Battu sans contestation possible par Reug Reug dimanche à l’Arène nationale, Boy Niang 2 a prolongé une étonnante malédiction. Dans leur propre jardin, les VIP de Pikine peinent à s’imposer. Entre revers à répétition et perte d’influence, le temple de la lutte sénégalaise ressemble de plus en plus à un terrain hostile pour ceux qui étaient censés y régner.

Ils rêvaient d’un sanctuaire. Ils ont hérité d’un piège.

Depuis son inauguration au cœur de Pikine, l’Arène nationale devait être le théâtre des exploits des champions de la banlieue. Une forteresse où Eumeu Sène, Ama Baldé et Boy Niang 2 imposeraient leur loi devant leur public. Quelques années plus tard, le constat est saisissant : le « Tolou Mame » est devenu le symbole d’un paradoxe presque cruel.

La dernière illustration est venue ce dimanche. Face à Reug Reug, Boy Niang 2 a livré l’une des prestations les plus décevantes de sa carrière récente. Dominé dans l’impact physique, dépassé dans les échanges et finalement terrassé après 8 minutes et 40 secondes de combat, le « Thiapathioly » n’a jamais semblé en mesure d’inquiéter la Foudre de Thiaroye.

Au-delà de sa défaite personnelle, c’est tout un département qui encaisse un nouveau coup. Car ce combat avait aussi valeur de mission de reconquête pour une localité en manque de repères. Depuis le succès d’Ama Baldé en juin 2024, aucun ténor pikinois n’est parvenu à faire vibrer durablement son public dans cette enceinte.

Un bilan qui interroge

Les chiffres donnent la mesure du malaise. En quatorze combats disputés à l’Arène nationale par les trois principales têtes d’affiche de Pikine, le bilan n’est que de quatre victoires pour dix défaites.

Eumeu Sène concentre à lui seul une partie de cette anomalie.

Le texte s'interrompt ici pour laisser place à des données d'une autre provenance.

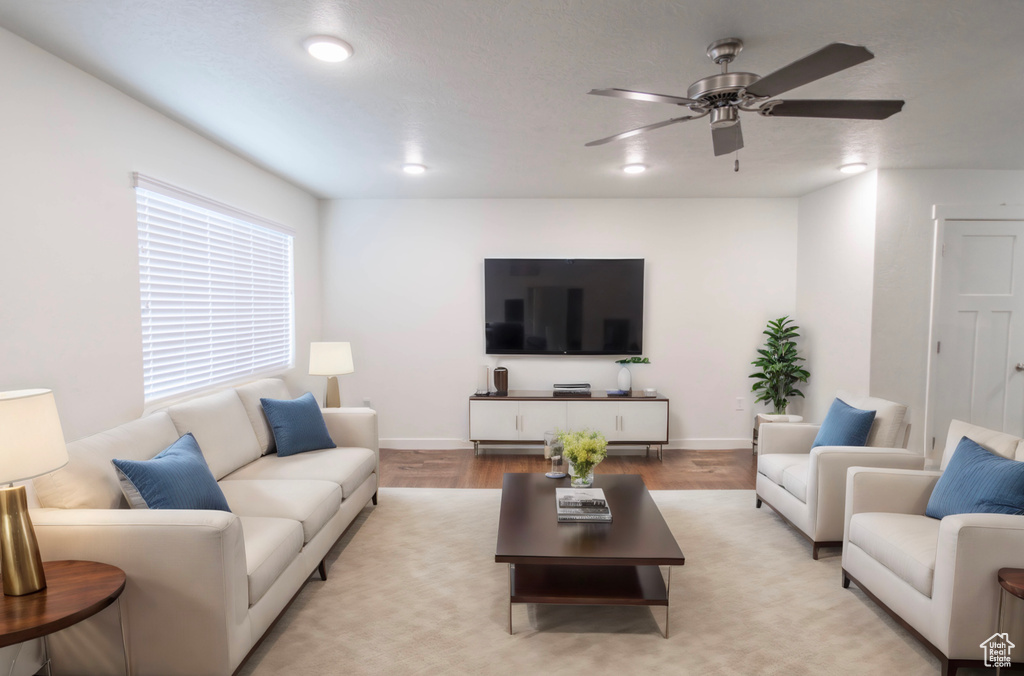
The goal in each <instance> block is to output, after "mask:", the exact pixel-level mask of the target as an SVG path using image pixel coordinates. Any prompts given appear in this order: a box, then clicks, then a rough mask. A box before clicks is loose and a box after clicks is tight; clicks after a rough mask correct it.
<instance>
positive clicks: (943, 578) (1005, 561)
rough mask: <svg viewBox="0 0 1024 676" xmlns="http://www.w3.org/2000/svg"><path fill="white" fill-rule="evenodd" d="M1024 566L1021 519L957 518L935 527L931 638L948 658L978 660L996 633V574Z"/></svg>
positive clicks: (943, 520)
mask: <svg viewBox="0 0 1024 676" xmlns="http://www.w3.org/2000/svg"><path fill="white" fill-rule="evenodd" d="M1022 565H1024V516H1022V515H1017V514H955V515H953V516H946V517H945V518H943V519H942V521H941V523H940V524H939V542H938V548H937V550H936V554H935V577H934V579H933V583H932V600H933V601H934V605H935V614H934V615H933V618H932V621H933V622H934V625H933V627H934V632H935V637H936V638H937V639H938V640H933V642H934V643H935V644H936V645H938V646H939V647H942V648H945V647H946V646H948V651H947V652H946V654H948V656H949V657H950V658H952V659H967V658H971V659H976V658H975V656H977V653H978V650H979V644H980V643H981V642H982V641H984V640H985V639H986V638H988V637H989V636H991V635H992V634H993V633H995V628H996V625H995V615H996V609H997V607H998V602H999V583H998V578H997V574H998V571H999V568H1002V567H1021V566H1022Z"/></svg>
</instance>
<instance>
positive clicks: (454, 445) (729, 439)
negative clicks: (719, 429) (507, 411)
mask: <svg viewBox="0 0 1024 676" xmlns="http://www.w3.org/2000/svg"><path fill="white" fill-rule="evenodd" d="M380 447H381V448H382V449H395V450H396V451H453V450H459V449H472V448H473V442H472V441H467V440H466V439H445V438H410V437H397V438H382V439H381V440H380ZM481 447H482V448H485V449H487V450H488V451H490V452H492V453H494V452H495V450H496V449H497V450H502V451H504V452H506V453H509V454H510V455H512V454H516V453H522V452H523V451H529V452H534V453H536V452H538V451H540V450H541V447H540V445H539V443H529V445H526V443H524V445H522V446H517V445H513V443H509V445H498V443H496V445H493V446H487V445H485V443H483V445H481ZM631 448H634V447H614V446H613V447H611V448H610V451H612V452H614V451H617V450H622V451H626V450H627V449H631ZM635 448H643V447H635ZM749 448H751V439H749V438H707V439H698V438H682V439H669V442H668V443H666V445H665V449H666V450H667V451H669V450H673V449H686V450H690V451H730V450H732V449H749Z"/></svg>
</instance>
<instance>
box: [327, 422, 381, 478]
mask: <svg viewBox="0 0 1024 676" xmlns="http://www.w3.org/2000/svg"><path fill="white" fill-rule="evenodd" d="M321 411H323V412H324V422H326V423H327V431H328V432H330V433H331V438H332V439H334V442H335V443H337V445H338V446H341V447H344V446H349V447H358V448H360V449H370V450H371V451H373V452H374V455H376V456H377V465H378V467H379V466H380V455H381V454H380V441H379V437H378V434H377V412H376V411H374V410H373V409H367V408H361V407H346V408H341V409H321Z"/></svg>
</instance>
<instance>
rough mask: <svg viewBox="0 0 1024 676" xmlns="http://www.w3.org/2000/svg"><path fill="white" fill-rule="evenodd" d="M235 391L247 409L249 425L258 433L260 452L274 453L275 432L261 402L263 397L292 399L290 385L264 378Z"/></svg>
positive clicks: (246, 408) (234, 388) (259, 447)
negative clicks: (260, 451) (237, 394)
mask: <svg viewBox="0 0 1024 676" xmlns="http://www.w3.org/2000/svg"><path fill="white" fill-rule="evenodd" d="M234 391H236V392H237V393H238V395H239V398H240V399H241V400H242V406H244V407H245V409H246V415H248V416H249V423H250V424H251V425H252V426H253V431H254V432H255V433H256V440H258V441H259V448H260V451H261V452H262V453H263V455H266V454H268V453H270V452H272V451H273V450H274V446H273V430H272V429H270V423H269V422H267V420H266V414H264V413H263V405H262V404H260V403H259V400H260V398H263V397H266V398H270V399H290V398H292V393H291V392H289V391H288V385H286V384H285V381H284V380H281V379H280V378H263V379H261V380H256V381H254V382H251V383H248V384H245V385H241V386H239V387H236V388H234Z"/></svg>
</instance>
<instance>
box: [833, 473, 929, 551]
mask: <svg viewBox="0 0 1024 676" xmlns="http://www.w3.org/2000/svg"><path fill="white" fill-rule="evenodd" d="M940 476H942V472H935V471H929V470H913V469H885V468H873V467H851V468H850V469H848V470H847V473H846V510H845V518H844V525H843V549H844V551H845V550H846V542H847V541H848V540H849V538H850V517H851V516H853V515H854V514H859V513H860V512H893V513H896V514H924V513H925V508H926V507H928V499H929V498H931V497H932V489H934V488H935V482H936V481H938V480H939V477H940Z"/></svg>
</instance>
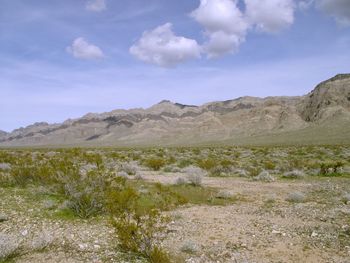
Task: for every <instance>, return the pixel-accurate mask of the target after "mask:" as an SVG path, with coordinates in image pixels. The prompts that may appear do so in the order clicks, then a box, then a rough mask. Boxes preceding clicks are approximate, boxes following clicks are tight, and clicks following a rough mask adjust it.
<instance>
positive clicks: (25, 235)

Certes vainqueur de Bombardier et Sa Thiès, le « Tay Shinger » a également chuté face à Lac de Guiers 2, Tapha Tine, Franc et, plus récemment, Ada Fass. Un rendement étonnamment irrégulier pour un ancien Roi des Arènes.

Boy Niang 2 n’est guère mieux loti. Son succès de prestige contre Balla Gaye 2 reste isolé au milieu de revers contre Lac de Guiers 2, Tapha Tine, Modou Lô et désormais Reug Reug.

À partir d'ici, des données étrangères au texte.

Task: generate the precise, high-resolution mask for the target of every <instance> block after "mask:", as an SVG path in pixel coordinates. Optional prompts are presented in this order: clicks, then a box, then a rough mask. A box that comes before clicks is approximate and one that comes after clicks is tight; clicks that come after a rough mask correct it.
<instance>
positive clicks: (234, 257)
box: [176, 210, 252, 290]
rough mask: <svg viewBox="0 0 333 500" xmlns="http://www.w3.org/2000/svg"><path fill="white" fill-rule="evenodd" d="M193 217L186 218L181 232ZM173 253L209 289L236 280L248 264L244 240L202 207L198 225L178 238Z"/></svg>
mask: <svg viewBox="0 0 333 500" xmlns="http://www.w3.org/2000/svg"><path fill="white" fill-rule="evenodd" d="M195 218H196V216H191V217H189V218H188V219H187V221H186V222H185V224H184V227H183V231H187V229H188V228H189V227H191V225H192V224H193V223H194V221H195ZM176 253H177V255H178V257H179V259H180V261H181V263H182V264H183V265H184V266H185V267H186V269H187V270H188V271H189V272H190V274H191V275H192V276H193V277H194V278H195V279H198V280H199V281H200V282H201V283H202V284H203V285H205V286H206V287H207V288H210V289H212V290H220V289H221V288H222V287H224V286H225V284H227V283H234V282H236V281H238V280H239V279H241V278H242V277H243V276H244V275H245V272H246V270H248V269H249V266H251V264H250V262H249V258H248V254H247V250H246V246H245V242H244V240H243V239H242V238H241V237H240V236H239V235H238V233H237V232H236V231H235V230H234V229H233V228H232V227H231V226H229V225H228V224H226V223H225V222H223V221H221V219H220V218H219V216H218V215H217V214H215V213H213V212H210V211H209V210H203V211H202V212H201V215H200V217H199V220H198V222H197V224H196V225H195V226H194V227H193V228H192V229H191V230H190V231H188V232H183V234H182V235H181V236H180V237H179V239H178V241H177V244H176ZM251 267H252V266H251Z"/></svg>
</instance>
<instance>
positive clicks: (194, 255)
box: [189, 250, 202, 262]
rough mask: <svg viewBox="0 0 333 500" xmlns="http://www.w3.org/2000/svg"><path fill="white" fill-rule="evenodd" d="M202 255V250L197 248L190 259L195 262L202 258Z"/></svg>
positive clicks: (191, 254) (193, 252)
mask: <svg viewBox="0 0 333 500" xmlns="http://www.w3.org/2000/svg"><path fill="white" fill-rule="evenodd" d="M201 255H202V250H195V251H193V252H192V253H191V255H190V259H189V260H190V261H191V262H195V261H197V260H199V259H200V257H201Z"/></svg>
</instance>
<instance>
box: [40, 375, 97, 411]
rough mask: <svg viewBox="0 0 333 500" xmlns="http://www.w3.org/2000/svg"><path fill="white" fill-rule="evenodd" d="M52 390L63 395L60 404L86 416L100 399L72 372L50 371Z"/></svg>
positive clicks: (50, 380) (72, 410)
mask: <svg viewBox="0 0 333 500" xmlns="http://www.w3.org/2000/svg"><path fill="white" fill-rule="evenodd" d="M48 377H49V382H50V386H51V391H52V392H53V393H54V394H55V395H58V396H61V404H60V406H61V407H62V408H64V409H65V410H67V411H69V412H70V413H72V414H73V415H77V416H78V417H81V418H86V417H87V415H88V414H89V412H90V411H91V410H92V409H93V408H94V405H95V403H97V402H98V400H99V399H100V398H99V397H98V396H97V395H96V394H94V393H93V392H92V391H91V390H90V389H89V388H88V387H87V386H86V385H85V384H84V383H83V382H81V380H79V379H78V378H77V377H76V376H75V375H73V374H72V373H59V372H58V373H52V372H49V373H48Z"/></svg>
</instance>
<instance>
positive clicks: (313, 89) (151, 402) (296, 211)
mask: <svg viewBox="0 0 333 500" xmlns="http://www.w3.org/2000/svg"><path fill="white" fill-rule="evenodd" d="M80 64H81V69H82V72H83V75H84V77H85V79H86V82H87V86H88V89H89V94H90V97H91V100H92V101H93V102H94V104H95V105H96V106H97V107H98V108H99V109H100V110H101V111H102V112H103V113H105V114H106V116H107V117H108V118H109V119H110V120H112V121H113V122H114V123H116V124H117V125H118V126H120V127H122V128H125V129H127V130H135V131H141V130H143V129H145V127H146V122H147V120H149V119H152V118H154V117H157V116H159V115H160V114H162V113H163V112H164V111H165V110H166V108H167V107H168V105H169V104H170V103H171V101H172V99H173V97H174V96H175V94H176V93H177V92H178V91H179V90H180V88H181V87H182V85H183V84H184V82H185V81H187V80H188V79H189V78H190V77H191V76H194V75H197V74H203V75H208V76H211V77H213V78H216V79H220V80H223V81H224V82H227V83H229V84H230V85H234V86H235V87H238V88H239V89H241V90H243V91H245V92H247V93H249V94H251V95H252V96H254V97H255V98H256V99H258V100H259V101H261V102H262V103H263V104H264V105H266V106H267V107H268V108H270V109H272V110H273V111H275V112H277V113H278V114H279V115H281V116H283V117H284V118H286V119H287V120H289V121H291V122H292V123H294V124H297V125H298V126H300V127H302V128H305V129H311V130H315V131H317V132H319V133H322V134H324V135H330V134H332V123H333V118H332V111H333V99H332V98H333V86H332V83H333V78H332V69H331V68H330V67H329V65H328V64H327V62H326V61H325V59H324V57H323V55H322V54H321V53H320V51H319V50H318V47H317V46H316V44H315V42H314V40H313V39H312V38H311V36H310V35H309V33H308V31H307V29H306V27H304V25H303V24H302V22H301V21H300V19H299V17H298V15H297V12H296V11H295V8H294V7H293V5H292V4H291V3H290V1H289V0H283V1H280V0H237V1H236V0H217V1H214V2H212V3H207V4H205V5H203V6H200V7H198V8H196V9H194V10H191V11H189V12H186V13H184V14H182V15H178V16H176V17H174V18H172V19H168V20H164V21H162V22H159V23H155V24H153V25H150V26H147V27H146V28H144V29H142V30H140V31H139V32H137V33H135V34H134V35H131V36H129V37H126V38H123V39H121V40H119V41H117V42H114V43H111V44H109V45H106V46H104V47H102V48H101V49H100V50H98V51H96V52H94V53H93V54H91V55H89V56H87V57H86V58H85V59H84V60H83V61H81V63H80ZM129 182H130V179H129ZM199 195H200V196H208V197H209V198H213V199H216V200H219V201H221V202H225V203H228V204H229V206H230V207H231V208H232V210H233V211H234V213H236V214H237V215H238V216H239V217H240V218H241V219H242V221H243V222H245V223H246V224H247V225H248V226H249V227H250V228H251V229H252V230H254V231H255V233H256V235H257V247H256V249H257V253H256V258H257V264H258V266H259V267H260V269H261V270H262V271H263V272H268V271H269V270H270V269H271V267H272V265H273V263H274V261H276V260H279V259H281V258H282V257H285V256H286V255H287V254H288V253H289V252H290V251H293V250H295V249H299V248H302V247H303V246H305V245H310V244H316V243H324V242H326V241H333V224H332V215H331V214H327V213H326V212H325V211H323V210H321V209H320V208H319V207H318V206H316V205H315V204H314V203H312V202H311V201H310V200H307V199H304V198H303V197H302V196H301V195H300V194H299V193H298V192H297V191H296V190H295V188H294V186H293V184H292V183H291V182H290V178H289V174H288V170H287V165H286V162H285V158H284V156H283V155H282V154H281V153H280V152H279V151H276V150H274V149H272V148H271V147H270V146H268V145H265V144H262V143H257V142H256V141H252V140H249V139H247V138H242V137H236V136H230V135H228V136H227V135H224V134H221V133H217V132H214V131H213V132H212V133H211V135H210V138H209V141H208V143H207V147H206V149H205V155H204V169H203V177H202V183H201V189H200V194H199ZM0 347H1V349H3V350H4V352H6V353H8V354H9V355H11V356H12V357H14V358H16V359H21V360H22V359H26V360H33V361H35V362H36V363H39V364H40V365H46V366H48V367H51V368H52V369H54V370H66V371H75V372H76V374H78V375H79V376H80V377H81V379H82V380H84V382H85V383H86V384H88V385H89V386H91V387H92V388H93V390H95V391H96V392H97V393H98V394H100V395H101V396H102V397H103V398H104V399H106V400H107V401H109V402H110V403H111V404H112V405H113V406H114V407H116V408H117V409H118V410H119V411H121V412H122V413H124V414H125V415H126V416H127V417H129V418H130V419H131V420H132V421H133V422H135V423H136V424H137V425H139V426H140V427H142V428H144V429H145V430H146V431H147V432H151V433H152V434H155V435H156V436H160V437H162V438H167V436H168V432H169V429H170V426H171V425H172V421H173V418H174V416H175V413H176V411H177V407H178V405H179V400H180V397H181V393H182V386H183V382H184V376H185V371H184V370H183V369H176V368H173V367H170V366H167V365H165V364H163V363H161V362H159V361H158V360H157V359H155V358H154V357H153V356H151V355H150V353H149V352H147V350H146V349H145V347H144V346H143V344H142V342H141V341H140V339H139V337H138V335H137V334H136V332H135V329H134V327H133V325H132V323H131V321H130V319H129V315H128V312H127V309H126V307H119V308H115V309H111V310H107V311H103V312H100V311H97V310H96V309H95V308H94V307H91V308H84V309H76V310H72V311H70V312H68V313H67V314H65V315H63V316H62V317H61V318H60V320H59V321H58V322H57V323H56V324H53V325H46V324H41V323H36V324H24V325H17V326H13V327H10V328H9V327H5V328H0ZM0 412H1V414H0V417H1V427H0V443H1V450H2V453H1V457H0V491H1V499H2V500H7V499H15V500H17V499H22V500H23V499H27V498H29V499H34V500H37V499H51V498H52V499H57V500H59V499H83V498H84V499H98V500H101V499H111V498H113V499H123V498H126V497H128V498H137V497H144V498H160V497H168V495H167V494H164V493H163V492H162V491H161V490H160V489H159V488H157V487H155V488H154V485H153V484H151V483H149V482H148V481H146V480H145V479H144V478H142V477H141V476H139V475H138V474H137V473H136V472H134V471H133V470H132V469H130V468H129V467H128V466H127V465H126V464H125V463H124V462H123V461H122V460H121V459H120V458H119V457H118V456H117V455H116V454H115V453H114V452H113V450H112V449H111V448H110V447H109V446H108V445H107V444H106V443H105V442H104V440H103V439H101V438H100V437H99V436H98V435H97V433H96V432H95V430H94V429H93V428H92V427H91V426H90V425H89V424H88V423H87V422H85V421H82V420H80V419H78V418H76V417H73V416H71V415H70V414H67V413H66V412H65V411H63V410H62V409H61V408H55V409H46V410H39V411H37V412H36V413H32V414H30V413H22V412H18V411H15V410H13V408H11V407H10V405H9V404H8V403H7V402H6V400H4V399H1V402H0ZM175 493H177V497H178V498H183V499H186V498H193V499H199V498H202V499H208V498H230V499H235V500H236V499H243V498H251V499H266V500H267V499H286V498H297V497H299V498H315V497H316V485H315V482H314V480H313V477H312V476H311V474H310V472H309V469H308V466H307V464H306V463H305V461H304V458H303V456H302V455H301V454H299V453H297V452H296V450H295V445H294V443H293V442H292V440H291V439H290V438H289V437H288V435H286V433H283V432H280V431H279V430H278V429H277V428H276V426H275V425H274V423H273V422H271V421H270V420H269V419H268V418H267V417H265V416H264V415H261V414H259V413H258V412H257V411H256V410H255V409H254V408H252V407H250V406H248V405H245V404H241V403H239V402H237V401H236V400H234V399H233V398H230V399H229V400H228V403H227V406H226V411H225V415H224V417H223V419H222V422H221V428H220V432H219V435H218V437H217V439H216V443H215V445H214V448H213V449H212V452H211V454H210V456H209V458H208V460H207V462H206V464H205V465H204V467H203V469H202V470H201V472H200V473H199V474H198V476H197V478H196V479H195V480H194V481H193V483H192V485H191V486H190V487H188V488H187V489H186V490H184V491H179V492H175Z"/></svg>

Quant à Ama Baldé, il présente lui aussi un bilan mitigé, avec une victoire face à Gris Bordeaux, mais des défaites marquantes contre Modou Lô et Franc.

Le poids du statut

Pendant que les ténors vacillent, une nouvelle génération semble beaucoup plus à l’aise dans l’enceinte de Pikine. Des lutteurs comme Prince, Pokola ou Jacob Baldé y évoluent sans complexe et sans la pression qui accompagne les grandes affiches.

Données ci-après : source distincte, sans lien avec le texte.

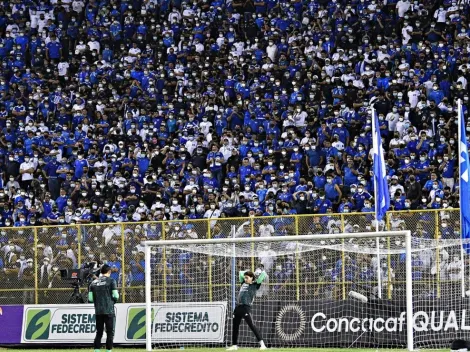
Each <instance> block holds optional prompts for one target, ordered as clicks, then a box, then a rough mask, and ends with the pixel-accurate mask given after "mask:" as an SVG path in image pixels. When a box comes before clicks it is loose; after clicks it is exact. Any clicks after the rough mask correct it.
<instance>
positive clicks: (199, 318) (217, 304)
mask: <svg viewBox="0 0 470 352" xmlns="http://www.w3.org/2000/svg"><path fill="white" fill-rule="evenodd" d="M226 316H227V303H226V302H216V303H178V304H176V305H175V304H174V303H166V304H158V305H157V307H156V308H155V315H154V321H153V324H152V328H153V331H154V334H153V336H154V338H153V339H152V340H153V341H154V342H156V343H159V342H162V343H172V342H175V343H177V342H223V341H224V332H225V317H226Z"/></svg>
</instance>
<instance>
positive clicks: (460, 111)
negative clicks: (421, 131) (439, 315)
mask: <svg viewBox="0 0 470 352" xmlns="http://www.w3.org/2000/svg"><path fill="white" fill-rule="evenodd" d="M457 109H458V110H457V111H458V113H457V119H458V121H457V122H458V124H457V125H458V126H459V128H458V140H459V149H458V153H459V154H458V155H459V194H460V196H462V187H461V186H462V177H461V174H460V173H461V171H462V170H460V152H461V146H460V143H461V141H462V137H463V138H465V141H466V137H465V136H462V125H461V124H463V123H465V120H464V118H463V110H462V100H461V99H459V100H458V101H457ZM460 204H462V203H460ZM460 206H462V205H460ZM459 217H460V266H461V268H460V271H461V272H462V280H460V289H461V295H462V297H465V255H464V248H463V228H462V224H463V223H462V209H460V211H459Z"/></svg>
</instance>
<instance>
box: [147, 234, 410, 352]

Dans les coulisses, certains observateurs avancent une explication plus profonde. Rivalités internes, absence de front commun et perte progressive de l’esprit collectif qui faisait autrefois la force de Pikine alimenteraient cette fragilité. À tel point que l’idée d’« assises de Pikine » revient désormais dans plusieurs discussions.

Tous les regards se tournent maintenant vers Prince, attendu le 14 juin face au Diato de Guédiawaye. Plus qu’un simple combat, le jeune et populeux lutteur de Guinaw-Rails portera l’espoir d’une ville en quête de rédemption.

Car à Pikine, le problème dépasse désormais les résultats. C’est une domination historique qui vacille. Et à mesure que les défaites s’accumulent, l’Arène nationale cesse d’être un refuge pour devenir un miroir impitoyable des failles de ses champions.